I have been a mother for 51 years and a grandparent for 27. I have been a nanny and a counselor. I have done many jobs with children and teens at churches I have attended.  Nothing has impacted my views on parenting like learning from Dr. Jim Wilder and Life Model Works. I had never heard that there were ways to evaluate emotional maturity. I certainly never heard how the emotional side of the brain works from birth to old age.
A new definition of joy—“Someone is glad to be with me, regardless of circumstances and emotions”—was life changing.
I finally had words for why I felt so uncomfortable when I saw someone over stimulating a child until they cried.  I saw how understanding the emotional brain and joy could help me calm myself and help others when they are overwhelmed.  Relationships improved.  I grew less afraid of conflict.  The changes could go on and on.

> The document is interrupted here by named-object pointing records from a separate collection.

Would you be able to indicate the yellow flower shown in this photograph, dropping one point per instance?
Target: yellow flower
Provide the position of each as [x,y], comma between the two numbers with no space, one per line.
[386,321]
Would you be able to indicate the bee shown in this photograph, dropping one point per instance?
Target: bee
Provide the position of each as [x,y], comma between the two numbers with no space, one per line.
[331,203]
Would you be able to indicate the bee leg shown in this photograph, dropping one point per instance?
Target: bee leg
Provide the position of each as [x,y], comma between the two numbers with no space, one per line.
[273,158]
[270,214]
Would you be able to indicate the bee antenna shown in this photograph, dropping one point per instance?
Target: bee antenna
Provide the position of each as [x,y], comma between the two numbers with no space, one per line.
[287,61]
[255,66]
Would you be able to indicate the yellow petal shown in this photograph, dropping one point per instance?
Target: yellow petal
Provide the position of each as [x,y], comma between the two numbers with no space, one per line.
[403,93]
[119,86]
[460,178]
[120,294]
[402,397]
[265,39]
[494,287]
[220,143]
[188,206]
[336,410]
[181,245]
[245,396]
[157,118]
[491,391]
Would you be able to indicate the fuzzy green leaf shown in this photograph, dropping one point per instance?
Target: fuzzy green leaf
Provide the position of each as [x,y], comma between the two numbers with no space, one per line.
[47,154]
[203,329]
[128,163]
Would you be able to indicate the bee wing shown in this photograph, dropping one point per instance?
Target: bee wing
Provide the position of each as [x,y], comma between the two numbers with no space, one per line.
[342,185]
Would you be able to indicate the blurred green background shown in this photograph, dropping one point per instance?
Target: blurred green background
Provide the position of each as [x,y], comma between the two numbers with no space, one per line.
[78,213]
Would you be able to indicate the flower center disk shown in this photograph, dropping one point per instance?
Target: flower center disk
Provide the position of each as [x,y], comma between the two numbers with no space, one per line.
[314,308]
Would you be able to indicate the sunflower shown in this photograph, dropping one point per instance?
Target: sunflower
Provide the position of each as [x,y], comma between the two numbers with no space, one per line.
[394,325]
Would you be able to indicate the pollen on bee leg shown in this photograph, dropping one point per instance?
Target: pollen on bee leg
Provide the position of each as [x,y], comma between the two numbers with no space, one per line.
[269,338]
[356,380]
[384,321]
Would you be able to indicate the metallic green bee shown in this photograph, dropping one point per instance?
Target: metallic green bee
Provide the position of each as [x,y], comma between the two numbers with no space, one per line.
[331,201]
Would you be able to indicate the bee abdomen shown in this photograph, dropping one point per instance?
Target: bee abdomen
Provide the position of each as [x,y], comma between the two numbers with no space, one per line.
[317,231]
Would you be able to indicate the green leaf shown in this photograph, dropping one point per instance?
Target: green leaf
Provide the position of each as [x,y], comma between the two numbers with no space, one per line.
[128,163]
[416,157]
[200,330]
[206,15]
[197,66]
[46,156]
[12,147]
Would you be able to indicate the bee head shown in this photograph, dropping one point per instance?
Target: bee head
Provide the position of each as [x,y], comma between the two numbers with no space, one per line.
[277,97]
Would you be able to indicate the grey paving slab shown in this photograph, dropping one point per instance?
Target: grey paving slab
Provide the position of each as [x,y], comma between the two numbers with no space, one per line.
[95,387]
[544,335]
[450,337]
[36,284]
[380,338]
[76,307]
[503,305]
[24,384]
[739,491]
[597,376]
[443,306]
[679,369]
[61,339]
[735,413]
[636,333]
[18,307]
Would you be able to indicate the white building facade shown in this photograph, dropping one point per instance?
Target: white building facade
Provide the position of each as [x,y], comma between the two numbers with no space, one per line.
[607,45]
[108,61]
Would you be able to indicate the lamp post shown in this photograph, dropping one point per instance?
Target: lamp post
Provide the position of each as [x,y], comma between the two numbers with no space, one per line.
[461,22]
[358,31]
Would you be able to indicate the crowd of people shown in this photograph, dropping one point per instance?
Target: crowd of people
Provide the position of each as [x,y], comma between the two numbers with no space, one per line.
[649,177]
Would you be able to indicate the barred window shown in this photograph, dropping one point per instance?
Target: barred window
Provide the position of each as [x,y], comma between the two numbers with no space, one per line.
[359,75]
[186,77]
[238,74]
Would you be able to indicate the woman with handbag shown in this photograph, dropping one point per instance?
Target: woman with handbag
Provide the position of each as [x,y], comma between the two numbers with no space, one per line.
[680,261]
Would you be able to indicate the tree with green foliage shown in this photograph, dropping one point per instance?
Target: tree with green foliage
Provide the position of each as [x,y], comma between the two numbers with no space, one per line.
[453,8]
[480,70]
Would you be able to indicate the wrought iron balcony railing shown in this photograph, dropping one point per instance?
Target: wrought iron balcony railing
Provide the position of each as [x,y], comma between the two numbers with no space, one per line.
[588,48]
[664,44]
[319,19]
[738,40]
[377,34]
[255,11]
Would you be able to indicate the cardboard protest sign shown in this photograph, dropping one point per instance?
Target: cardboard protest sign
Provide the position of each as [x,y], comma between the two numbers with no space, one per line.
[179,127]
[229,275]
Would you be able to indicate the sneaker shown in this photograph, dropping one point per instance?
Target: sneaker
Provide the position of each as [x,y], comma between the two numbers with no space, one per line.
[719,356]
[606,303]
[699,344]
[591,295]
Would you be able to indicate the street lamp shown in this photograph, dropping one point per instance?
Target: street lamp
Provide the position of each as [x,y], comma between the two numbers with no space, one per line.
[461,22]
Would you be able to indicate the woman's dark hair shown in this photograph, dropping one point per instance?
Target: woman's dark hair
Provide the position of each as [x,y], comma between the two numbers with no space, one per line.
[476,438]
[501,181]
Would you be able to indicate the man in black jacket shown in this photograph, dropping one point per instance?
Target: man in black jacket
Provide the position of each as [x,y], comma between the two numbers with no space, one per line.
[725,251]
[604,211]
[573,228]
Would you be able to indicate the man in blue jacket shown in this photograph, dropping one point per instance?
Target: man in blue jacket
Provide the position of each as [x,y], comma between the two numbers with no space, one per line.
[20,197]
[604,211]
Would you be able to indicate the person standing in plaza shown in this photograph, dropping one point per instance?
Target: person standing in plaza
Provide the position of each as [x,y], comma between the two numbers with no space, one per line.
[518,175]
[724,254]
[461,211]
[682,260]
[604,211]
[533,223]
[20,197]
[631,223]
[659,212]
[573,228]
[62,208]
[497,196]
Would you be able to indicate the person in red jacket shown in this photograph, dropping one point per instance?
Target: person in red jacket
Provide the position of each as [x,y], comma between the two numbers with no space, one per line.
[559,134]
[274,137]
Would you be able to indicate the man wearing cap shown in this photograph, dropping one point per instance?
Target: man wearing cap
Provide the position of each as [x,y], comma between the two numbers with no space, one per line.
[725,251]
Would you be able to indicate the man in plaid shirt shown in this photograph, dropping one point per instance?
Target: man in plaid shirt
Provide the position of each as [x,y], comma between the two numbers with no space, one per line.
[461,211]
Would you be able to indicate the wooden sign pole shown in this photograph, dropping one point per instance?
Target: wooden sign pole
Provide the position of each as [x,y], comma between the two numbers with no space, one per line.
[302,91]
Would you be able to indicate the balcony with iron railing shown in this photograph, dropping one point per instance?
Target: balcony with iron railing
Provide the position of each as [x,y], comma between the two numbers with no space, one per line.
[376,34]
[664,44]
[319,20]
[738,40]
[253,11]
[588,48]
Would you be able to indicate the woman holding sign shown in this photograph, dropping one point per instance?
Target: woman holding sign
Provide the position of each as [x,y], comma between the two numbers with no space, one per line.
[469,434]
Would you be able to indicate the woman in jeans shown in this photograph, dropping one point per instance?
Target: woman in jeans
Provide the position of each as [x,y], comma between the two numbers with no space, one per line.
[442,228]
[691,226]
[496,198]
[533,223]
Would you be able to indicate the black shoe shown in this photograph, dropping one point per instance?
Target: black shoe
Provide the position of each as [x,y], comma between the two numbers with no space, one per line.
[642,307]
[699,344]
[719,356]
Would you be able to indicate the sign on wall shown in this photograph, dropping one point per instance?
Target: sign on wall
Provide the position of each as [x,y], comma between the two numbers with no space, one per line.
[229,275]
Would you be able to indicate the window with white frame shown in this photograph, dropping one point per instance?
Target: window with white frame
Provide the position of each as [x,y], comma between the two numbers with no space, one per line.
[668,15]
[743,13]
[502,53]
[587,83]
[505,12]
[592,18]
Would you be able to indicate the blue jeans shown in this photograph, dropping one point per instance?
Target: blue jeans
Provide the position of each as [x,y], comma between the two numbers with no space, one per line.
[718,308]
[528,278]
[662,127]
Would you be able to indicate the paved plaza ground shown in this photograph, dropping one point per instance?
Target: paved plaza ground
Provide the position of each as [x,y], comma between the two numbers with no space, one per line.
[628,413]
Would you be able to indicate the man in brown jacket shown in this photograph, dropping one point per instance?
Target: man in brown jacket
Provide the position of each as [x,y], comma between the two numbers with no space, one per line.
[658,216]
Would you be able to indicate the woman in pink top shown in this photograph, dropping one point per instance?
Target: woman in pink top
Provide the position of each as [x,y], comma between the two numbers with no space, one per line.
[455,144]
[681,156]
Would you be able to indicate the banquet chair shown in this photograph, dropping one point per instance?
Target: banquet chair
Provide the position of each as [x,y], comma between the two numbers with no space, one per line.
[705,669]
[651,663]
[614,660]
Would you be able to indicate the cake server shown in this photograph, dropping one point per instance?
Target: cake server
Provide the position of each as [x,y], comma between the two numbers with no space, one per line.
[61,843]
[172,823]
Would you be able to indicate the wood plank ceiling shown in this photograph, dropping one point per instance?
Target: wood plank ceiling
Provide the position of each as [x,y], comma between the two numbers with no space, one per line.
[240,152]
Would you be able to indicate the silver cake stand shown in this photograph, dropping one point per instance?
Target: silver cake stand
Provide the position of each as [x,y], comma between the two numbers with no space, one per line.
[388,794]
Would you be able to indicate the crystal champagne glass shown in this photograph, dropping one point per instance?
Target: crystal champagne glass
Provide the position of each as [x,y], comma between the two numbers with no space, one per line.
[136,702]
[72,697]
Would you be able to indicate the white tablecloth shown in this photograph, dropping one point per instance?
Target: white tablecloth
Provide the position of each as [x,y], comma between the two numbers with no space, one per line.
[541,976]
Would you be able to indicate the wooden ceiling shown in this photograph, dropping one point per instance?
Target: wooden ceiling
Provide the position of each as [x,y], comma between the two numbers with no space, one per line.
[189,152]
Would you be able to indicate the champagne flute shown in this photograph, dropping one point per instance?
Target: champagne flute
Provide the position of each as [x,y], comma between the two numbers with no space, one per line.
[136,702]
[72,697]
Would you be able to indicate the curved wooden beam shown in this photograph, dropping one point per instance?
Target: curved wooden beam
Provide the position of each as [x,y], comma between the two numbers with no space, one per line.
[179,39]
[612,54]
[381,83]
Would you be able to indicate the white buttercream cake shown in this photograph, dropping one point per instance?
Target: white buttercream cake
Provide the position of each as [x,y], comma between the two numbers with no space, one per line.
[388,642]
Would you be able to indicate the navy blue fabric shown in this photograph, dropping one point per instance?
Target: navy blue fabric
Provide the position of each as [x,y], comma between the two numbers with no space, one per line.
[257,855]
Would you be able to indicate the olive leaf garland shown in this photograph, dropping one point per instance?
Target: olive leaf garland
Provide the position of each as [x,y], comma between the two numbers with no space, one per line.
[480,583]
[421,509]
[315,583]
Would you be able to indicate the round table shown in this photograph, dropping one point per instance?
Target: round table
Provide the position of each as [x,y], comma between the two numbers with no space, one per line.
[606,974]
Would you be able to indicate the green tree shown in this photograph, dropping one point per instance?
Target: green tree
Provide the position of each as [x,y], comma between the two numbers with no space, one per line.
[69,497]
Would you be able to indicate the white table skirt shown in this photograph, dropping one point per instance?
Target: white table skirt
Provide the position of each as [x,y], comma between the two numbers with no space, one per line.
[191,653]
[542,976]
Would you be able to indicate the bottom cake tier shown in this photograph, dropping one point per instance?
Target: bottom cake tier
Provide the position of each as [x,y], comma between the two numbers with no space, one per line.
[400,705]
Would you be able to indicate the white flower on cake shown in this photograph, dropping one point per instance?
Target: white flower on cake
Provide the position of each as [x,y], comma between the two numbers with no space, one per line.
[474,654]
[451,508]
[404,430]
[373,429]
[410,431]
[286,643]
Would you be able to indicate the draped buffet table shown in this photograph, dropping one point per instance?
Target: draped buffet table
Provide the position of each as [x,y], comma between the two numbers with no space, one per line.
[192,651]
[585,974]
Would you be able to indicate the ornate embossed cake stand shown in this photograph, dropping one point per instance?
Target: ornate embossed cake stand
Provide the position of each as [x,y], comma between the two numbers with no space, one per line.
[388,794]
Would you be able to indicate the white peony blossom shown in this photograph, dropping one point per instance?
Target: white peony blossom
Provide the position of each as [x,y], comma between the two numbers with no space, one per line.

When I think about helping parents, I have a passion for helping them prevent future problems, probably because over the years I have listened to many problems that came from not-so-good parenting. At least knowing how parenting affects a rapidly developing brain in the first two-three years of life and realizing how that development affects the future emotional, mental, and even physical health of the child, we might be able to walk a better path than many before us have walked.
Joy-filled parenting encourages us parents to improve our own relational skills, because much of the brain training with our children depends on what we parents already have in our own brains. We cannot “download” any skill we do not already have.  We cannot help our children learn to love Jesus and go to Him for healing if we are not willing to get healed of past emotional wounds and grow in character and maturity. As I love to say, “More is caught than taught.”
No book, video or conference takes the place of an authentic joy-filled, peaceful, validating, comforting, loving, Jesus-filled home.
Granted there will be problems and sorrows and conflict, but through joy we can learn different ways to handle them. When we are glad to be together it helps us focus on the relationships involved instead of the problems. These were my motivating factors in writing the Handbook on Joy-filled Parenting and I sincerely hope every father’s and mother’s experience in raising their children is truly joy-filled!